With the discovery of Faraday’s law, the stage was setfor the development of a complete theory of Electromagnetism. This was accomplished by James Clerk Maxwell, a professor of experimental physics at Cambridge University. In 1873 he published “A Treatise on Electricity and Magnetism”. In this work, he proposed that just as time-varying magnetic fields can produce electric fields, the opposite is also true. Adding this conjecture to what was already known about electricity and magnetism, Maxwell produced his now-famous system of equations called Maxwell’s equations. In 1876, Alexander Graham Bell invented the telephone and in 1879, Thomas Alva Edison invented the light bulb. Edison directed the operation of the first central commercial incandescent electric generating station in the country. In 1882, it provided electricity to one square mile in New York City. The definitive experimental verification of Maxwell’s theory came in 1886 through a series of experiments conducted by Heinrich Hertz. He discovered Electromagnetic wave in 1888.

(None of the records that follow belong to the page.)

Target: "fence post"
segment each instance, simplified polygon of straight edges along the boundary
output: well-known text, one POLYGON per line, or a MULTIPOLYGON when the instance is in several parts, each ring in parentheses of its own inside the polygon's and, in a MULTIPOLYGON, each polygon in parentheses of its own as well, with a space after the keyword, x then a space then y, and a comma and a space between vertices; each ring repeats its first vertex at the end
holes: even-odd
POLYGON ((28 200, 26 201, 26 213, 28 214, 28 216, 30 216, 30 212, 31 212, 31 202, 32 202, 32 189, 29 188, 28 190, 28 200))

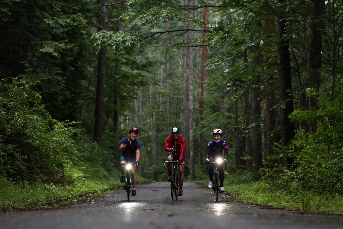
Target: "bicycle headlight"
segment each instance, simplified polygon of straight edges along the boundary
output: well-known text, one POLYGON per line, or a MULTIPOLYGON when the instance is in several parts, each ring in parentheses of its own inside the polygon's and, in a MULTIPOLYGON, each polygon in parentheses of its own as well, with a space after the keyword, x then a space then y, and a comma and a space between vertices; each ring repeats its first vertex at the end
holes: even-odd
POLYGON ((217 162, 219 163, 221 163, 223 162, 223 159, 221 158, 218 158, 217 159, 217 162))

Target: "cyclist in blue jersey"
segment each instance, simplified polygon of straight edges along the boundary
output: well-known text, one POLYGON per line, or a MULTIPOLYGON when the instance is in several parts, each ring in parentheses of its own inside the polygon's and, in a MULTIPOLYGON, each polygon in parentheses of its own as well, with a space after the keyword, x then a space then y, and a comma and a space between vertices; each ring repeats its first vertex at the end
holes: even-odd
MULTIPOLYGON (((136 127, 132 127, 129 130, 129 137, 124 138, 120 141, 119 151, 121 152, 120 156, 120 163, 133 163, 135 166, 132 167, 131 173, 132 174, 132 195, 136 195, 136 168, 139 165, 138 161, 141 152, 141 144, 136 139, 138 135, 138 129, 136 127)), ((120 165, 120 182, 125 182, 125 176, 124 174, 125 167, 124 165, 120 165)))
MULTIPOLYGON (((209 142, 207 144, 207 152, 206 154, 206 160, 205 163, 207 164, 210 161, 214 162, 218 158, 224 159, 224 163, 227 163, 227 151, 229 148, 228 144, 226 141, 222 140, 223 131, 220 129, 216 129, 212 131, 213 139, 209 142), (224 150, 224 156, 223 156, 223 150, 224 150)), ((210 176, 210 182, 209 187, 212 188, 213 185, 213 169, 214 164, 210 164, 209 166, 209 175, 210 176)), ((220 181, 220 189, 221 192, 225 191, 223 185, 224 182, 224 169, 223 164, 220 164, 218 167, 219 171, 219 180, 220 181)))

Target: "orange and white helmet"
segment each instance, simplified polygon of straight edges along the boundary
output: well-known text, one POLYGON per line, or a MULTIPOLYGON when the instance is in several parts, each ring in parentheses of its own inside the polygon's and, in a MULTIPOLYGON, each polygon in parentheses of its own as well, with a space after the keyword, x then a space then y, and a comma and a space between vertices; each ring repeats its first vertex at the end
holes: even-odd
POLYGON ((223 131, 220 129, 215 129, 212 131, 212 134, 214 135, 220 135, 220 136, 222 137, 222 135, 223 134, 223 131))

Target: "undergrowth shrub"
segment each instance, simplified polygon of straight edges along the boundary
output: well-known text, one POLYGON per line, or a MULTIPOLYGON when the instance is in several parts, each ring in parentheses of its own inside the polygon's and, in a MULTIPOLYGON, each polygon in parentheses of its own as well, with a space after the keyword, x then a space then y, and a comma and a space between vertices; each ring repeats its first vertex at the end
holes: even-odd
POLYGON ((343 114, 339 103, 343 101, 342 93, 337 101, 327 101, 319 93, 311 90, 308 93, 319 100, 321 108, 296 111, 290 117, 293 122, 317 121, 317 131, 298 131, 289 145, 275 148, 276 153, 272 159, 277 160, 285 153, 294 161, 290 169, 267 168, 262 173, 271 187, 293 195, 342 195, 343 114))
POLYGON ((0 83, 0 175, 17 183, 68 184, 66 156, 76 150, 72 127, 51 118, 40 101, 24 83, 0 83))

The most dramatic application of the new Electromagnetic theory came in 1901 when Guglielmo Marconi sent the first wireless telegraph signals across the Atlantic Ocean. The next two decades saw a host of developments in antennas, amplifying devices, and modulation techniques, culminating in the first commercial radio broadcasting in the early 1920s. Television soon followed in the early 1930s, followed by the radar in the late 1930s. Wireless communication is probably the most conspicuous application of Electromagnetics, since it involves the propagation of Electromagnetic waves through air or space. Nevertheless, Maxwell’s Electromagnetic theory has been equally important in the development of a host of other engineering applications. Other devices and systems in whose development electromagnetic theory played an important part include the vacuum tube (1906), the magnetron (1940), the transistor (1950), the laser (1960), and fiber-optic systems (late 1970s). Starting with the operation of TAT-8 in 1988 (8th transatlantic telephone cable), there is widespread adoption of systems based on Fiber optics from 1990. In fact, it is safe to say that Electromagnetic theory has been an essential ingredient in the development of every electrical device or system that we now take for granted.